Saeed Sadia, Sagatys Elizabeth, Morgan Michael B
Department of Pathology, University of South Florida College of Medicine, Florida, USA.
J Cutan Pathol. 2006 Oct;33(10):679-85. doi: 10.1111/j.1600-0560.2006.00530.x.
The differential diagnosis of acral keratoses is broad. Encompassing a variety of infectious, heritable and degenerative disorders, emphasis upon the clinical setting and histologic subtlety are often required to arrive at the correct diagnosis. Herein, we report on a series of adult patients who presented with agminated or solitary papules of the distal finger found on histologic examination to contain amorphous eosinophilic deposits.

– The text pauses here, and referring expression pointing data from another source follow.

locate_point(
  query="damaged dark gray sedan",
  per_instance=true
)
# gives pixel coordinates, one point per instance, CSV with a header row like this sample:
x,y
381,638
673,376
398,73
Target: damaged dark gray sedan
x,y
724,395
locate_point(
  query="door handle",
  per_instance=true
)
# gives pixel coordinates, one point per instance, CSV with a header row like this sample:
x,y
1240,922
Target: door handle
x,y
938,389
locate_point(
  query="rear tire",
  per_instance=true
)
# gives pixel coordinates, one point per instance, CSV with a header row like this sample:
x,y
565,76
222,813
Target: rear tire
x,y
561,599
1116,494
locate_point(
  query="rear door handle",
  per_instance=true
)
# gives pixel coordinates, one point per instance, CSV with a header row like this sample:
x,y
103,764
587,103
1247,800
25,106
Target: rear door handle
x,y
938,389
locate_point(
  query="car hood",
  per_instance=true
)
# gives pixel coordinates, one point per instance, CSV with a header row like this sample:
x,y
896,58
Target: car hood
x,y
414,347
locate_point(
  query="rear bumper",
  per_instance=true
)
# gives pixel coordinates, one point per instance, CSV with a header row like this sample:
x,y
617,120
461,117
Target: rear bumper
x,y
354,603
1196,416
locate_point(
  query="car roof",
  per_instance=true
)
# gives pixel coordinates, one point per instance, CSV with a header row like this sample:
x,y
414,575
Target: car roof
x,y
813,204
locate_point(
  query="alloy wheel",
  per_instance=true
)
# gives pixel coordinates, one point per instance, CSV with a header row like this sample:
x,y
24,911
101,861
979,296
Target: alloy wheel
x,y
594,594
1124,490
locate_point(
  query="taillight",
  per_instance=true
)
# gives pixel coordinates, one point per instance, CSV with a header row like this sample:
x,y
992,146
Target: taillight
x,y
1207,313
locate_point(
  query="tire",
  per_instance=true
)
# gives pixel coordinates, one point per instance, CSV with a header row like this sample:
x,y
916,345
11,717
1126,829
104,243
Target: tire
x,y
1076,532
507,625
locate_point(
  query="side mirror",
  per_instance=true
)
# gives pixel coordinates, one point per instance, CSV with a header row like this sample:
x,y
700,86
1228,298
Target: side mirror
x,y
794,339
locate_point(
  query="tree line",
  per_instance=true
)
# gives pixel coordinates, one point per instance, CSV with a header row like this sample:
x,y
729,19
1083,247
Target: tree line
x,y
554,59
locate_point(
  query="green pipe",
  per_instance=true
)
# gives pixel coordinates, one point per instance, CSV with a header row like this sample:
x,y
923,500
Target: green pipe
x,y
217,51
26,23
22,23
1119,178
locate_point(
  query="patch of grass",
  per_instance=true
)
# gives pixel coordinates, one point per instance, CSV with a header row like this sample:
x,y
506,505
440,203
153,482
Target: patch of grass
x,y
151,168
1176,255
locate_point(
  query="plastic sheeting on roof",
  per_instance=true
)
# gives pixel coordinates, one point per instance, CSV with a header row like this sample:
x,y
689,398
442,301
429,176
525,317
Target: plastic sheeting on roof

The eosinophilic deposits were found in close proximity to the overlying epithelium and devoid of apoptotic keratinocytes, plasma cells, or vascular thickening reminiscent of amyloidosis or hyalinosis cutis. Special and immunostains yielded eosinophilic material that was elastin and Protein P negative. Despite a similar histomorphologic appearance to colloid milium, typical clinical features of this entity were not present.
The etiologic significance of this condition is unknown. Potential sources of the material and a discussion of the differential diagnosis follow.
肢端角化病的鉴别诊断范围广泛。它涵盖了多种感染性、遗传性和退行性疾病,通常需要重视临床背景和组织学细微特征才能得出正确诊断。在此,我们报告一系列成年患者,其手指末端出现簇状或孤立性丘疹,组织学检查发现含有无定形嗜酸性沉积物。
嗜酸性沉积物位于上皮层附近,不存在凋亡角质形成细胞、浆细胞或血管增厚,这与淀粉样变性或皮肤透明变性不同。特殊染色和免疫染色显示嗜酸性物质对弹性蛋白和蛋白P呈阴性。尽管组织形态学外观与胶样粟丘疹相似,但该疾病并无典型临床特征。
这种情况的病因学意义尚不清楚。随后将讨论该物质的潜在来源及鉴别诊断。